La chaise ainsi construite, il ne reste plus pour en faire usage, que d’y atteler un ou plusieurs chevaux. Le cheval de brancard se place devant la chaise entre les brancards, comme le limonier entre les limons d’une charrette. Voyez Charrette. Les extrémités des brancards ou limons sont pour cet effet garnis de ferrures où l’on assujettit les harnois du cheval, 32, 32 : comme par exemple, d’un anneau de reculement, 34, 34 ; d’un crampon pour passer le dossier, 35, 35 ; d’un crochet, 37, 37, pour un troisieme cheval qu’on est quelquefois forcé de mettre à la chaise, soit pour la tirer des mauvais pas, soit pour l’empêcher d’y rester arrêtée. Mais il y a cette différence entre les traits du cheval de poste & du cheval de charrette, que pour les premiers, les traits de tirage r, s, t, q, sont attachés à un anneau pratiqué à un des boulons qui assujettissent l’échantignole au brancard le long de la face inférieure duquel les traits s’étendent, & vont saisir par une forte boucle r, le harnois du cheval vers le milieu, à-peu-près où correspond la cuisse ; au lieu que pour l’ordinaire les traits des limonniers sont attachés aux limons mêmes, & sont par conséquent beaucoup plus courts que ceux des chevaux de poste. Les traits de tirage r, s, t, q, sont tenus appliqués à la face inférieure du bras de brancard par des morceaux de cuir q, au nombre de deux ou trois, appellés de leurs fonctions trousse-traits.
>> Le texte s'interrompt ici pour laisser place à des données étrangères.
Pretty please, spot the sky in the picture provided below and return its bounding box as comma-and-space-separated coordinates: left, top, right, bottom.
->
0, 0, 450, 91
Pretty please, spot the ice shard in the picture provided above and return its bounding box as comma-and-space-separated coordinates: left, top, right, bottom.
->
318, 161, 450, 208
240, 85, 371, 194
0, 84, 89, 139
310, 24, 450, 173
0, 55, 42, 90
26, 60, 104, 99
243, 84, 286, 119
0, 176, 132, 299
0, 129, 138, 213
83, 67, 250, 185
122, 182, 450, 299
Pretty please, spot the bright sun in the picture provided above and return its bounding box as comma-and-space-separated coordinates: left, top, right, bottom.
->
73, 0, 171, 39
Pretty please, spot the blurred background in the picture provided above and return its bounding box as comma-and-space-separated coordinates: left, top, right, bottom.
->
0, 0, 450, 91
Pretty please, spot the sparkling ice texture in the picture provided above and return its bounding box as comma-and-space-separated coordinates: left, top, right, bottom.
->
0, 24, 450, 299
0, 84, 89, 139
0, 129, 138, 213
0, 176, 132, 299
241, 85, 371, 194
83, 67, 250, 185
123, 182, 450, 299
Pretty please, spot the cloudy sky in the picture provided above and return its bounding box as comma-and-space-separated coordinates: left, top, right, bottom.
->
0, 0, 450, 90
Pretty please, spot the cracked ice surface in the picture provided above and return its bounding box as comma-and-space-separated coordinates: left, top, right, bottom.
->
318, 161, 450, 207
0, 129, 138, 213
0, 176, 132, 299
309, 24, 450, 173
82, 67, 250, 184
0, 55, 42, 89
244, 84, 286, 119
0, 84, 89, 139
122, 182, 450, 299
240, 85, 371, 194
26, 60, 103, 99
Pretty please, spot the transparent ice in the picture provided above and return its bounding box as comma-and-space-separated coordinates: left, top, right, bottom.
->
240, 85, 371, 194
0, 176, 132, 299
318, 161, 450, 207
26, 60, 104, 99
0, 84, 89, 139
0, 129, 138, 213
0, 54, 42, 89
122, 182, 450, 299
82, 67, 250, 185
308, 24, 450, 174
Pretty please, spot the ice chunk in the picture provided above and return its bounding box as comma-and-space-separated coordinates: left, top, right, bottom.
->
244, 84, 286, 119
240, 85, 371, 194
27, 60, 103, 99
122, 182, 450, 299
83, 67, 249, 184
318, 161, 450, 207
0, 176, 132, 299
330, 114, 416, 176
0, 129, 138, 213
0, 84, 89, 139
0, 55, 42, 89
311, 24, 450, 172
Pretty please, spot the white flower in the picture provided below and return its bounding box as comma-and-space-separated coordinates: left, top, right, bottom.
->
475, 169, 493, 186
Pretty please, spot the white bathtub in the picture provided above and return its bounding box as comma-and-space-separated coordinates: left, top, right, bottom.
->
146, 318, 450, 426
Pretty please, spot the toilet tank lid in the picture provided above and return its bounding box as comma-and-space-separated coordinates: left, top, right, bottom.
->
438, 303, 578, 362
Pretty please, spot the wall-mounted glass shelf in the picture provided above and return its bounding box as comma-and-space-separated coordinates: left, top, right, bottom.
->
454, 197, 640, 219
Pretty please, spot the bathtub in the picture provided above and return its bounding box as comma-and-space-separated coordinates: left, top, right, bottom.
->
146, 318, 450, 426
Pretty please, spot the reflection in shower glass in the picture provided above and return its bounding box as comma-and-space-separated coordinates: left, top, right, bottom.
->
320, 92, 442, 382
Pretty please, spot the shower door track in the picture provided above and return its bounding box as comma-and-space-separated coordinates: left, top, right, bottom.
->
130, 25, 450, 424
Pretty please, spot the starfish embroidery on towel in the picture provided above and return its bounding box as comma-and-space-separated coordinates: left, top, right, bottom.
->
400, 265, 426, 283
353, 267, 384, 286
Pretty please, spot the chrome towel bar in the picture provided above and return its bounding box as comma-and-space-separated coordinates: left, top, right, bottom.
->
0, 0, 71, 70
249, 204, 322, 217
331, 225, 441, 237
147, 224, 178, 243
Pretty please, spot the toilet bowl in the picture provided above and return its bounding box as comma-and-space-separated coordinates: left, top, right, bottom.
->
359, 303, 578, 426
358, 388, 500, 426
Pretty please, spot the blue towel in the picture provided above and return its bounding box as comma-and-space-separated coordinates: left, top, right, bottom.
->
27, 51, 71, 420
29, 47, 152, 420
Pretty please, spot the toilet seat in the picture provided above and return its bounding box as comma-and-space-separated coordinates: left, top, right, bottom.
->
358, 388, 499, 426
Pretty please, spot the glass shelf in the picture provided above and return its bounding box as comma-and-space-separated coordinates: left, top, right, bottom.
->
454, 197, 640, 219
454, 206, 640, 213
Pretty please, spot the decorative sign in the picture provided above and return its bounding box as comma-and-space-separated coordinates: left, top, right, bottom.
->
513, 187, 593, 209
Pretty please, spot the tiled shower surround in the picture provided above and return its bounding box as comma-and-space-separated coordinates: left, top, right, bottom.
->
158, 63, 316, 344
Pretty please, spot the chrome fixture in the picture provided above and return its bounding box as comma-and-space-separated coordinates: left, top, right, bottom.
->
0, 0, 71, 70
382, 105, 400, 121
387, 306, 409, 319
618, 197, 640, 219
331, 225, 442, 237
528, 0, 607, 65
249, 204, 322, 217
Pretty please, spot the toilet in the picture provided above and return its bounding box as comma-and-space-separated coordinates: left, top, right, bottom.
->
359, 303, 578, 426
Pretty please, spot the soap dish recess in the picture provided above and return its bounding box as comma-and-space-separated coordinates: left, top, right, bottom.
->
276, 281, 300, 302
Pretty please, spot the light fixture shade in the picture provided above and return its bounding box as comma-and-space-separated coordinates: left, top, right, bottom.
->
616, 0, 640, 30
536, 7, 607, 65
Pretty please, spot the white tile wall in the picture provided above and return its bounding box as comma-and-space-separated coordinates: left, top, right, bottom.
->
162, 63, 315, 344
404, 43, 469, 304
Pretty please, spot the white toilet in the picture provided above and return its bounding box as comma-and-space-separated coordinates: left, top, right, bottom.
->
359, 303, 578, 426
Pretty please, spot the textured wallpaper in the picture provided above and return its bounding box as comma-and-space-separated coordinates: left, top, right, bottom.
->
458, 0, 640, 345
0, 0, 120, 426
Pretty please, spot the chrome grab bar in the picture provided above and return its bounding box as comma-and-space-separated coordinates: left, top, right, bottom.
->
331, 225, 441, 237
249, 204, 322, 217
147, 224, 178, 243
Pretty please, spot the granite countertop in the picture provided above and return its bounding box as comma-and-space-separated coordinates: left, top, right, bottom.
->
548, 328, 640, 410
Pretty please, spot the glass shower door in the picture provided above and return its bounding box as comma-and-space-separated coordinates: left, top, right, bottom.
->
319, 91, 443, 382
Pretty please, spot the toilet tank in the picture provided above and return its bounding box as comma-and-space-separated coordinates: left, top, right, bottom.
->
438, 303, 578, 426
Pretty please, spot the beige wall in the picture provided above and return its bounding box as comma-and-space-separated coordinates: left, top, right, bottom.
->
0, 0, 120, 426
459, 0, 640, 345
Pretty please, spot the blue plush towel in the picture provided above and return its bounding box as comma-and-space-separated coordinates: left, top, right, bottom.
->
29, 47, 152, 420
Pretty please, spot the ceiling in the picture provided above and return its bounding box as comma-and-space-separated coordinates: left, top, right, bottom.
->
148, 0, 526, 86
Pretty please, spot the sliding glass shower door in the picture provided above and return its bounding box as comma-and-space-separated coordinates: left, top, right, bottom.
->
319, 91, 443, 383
Au côté gauche du cheval de brancard, on en attelle un autre qu’on nomme palonnier, parce qu’il est attelé à un palonnier 34, semblable à ceux des carrosses, avec cette différence qu’il est de deux pouces plus long du côté de la courroie qui l’embrasse, que de l’autre côté ; le côté long du palonnier, est en-dehors du brancard. Cet excès est occasionné par la facilité qu’il donne au cheval pour tirer. Le palonnier est, comme on voit dans la figure, fixé au brancard du côté du montoir par une courroie qui prend le palonnier à-peu-près dans le milieu, & passe dans une menotte 35 fixée à la face inférieure du brancard ; ou bien il y a deux courroies qui vont se rendre aux échantignoles de chaque côté de la voiture, où elles sont arrêtées de la même maniere que les traits du cheval de brancard. On doit préférer cette derniere construction, parce que le palonnier tire également sur les deux brancards.

Au derriere de la chaise, à la derniere des quatre traverses qu’on appelle la gueule de loup, il y a un marche-pié de cuir placé sur le côté de cette traverse ; il sert au domestique à monter derriere la chaise ; & les extrémités antérieures des bras des brancards sont garnis de côté d’un morceau de cuir rembourré de crin, & attachés avec des clous dorés. Cette espece de petit matelas s’appelle feuture de brancard, & sert à garantir la jambe du postillon d’un choc contre le bras du brancard dont il seroit blessé, si l’endroit de ce bras où il choqueroit étoit nud.

Cette chaise de poste, que nous venons de décrire, s’appelle chaise à ressorts en écrevisse, pour la distinguer d’une autre espece de chaise de poste appellée chaise à la Dalaine ; la chaise de poste à ressorts en écrevisse est la plus ordinaire : les ressorts appellés à la Dalaine, apparement du nom de leur inventeur, s’appliquent plus souvent aux carrosses qu’aux chaises de poste.